Le talent redoutable de polémiste d’Old Nick, un des nombreux surnoms de Marx, qui transparaît aussi dans sa correspondance et son activité de publiciste, éclate quand il s’agit de pourfendre l’illusion et de lever le voile sur le fonctionnement de la société capitaliste, au même titre qu’on peut lire Le Capital comme une enquête policière sur la recherche du bandit qu’est la plus-value.
Son style s’appuie sur une solide culture littéraire, facilitée par le fait que l’homme était polyglotte, que ce soit avec la fréquentation d’Eschyle et la notion de sacrifice, celle de Shakespeare, avec le spectre qui rôde dans Hamlet et à qui il emprunte aussi l’image de la vieille taupe, ou de la Bible, avec la figure de Moloch et le ton souvent sentencieux, voire prophétique de l’auteur. Est évidement mis en exergue le recours à la dialectique, qui se transforme avec délice en judo verbal à base d’assertions pour mieux mettre en avant ses propres solutions politiques révolutionnaires, le recours à l’enquête ouvrière auprès des prolétaires, que son comparse Engels connaissait bien lui aussi car fils d’industriel et avec deux filles du peuple comme compagnes successives, dont les voix deviennent polyphonie ou bien l’usage du terme » Considérant « , bien connu des juristes, Marx étant à la base étudiant en Droit.
Terminons par une dernière citation pour illustrer la patte de Marx : » Le temps est tout, l’homme n’est plus rien, il est tout au plus la carcasse du temps. « Elle est tirée de Misère de la Philosophie, la réponse de Marx au livre de Proudhon intitulé lui Philosophie de la Misère : désolé, encore une antimétabole !
LD
Références :
- ISBN : 9782353671168
- Editions Sociales
- Collection : Les éclairées
- Paru le 28/03/2025
- 200 pages
- 20€
Ah, les antimétaboles, quel pied !
Ce petit livre est un plaisir. Un plaisir bien sûr quand a lu Marx, mais on peut espérer aussi qu’il donne envie de le lire – et aussi de s’intéresser aux figures de rhétorique.

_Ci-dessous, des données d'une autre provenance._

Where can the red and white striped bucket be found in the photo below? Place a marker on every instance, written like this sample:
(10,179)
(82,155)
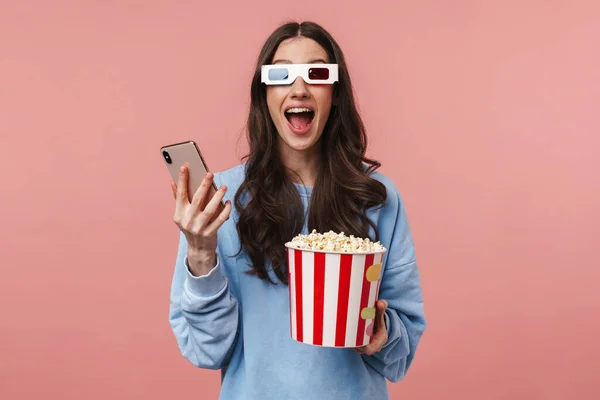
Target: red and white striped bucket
(332,296)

Il faut, en outre, le rapprocher de deux autres dans la même collection : « Le langage de la vie réelle »‘, de Juliette Farjat, porte sur le marxisme et le langage, ou plus exactement (cette catégorie, plus concrète que la langue et que le langage, se dégage dans ce livre), les pratiques langagières. L’autre est le livre de Daria Saburova issu de son enquête parmi les ouvrières de Krivyi Riv en Ukraine, lequel est par ailleurs à relier au travail sociopolitique de Denys Gorbach (en anglais : The Making and Unmakinf of Ukrainian Working Class, Berghan Books ed.
L’enquête de Daria donne en effet lieu à la construction de catégorie socio-linguistiques d’un grand intérêt. Donc, ces trois livres reliés entre eux, ainsi que le précédent de Vincent Berthelier je suppose (je ne l’ai pas lu, mais je vais le faire !), comportent des éléments riches sur le maniement des mots et les pratiques langagières, le style de Marx et les antimétaboles hégéliennes ou non étant parmi les plus remarquables, de celles qui nourrissent la force matérielle des prolétaires.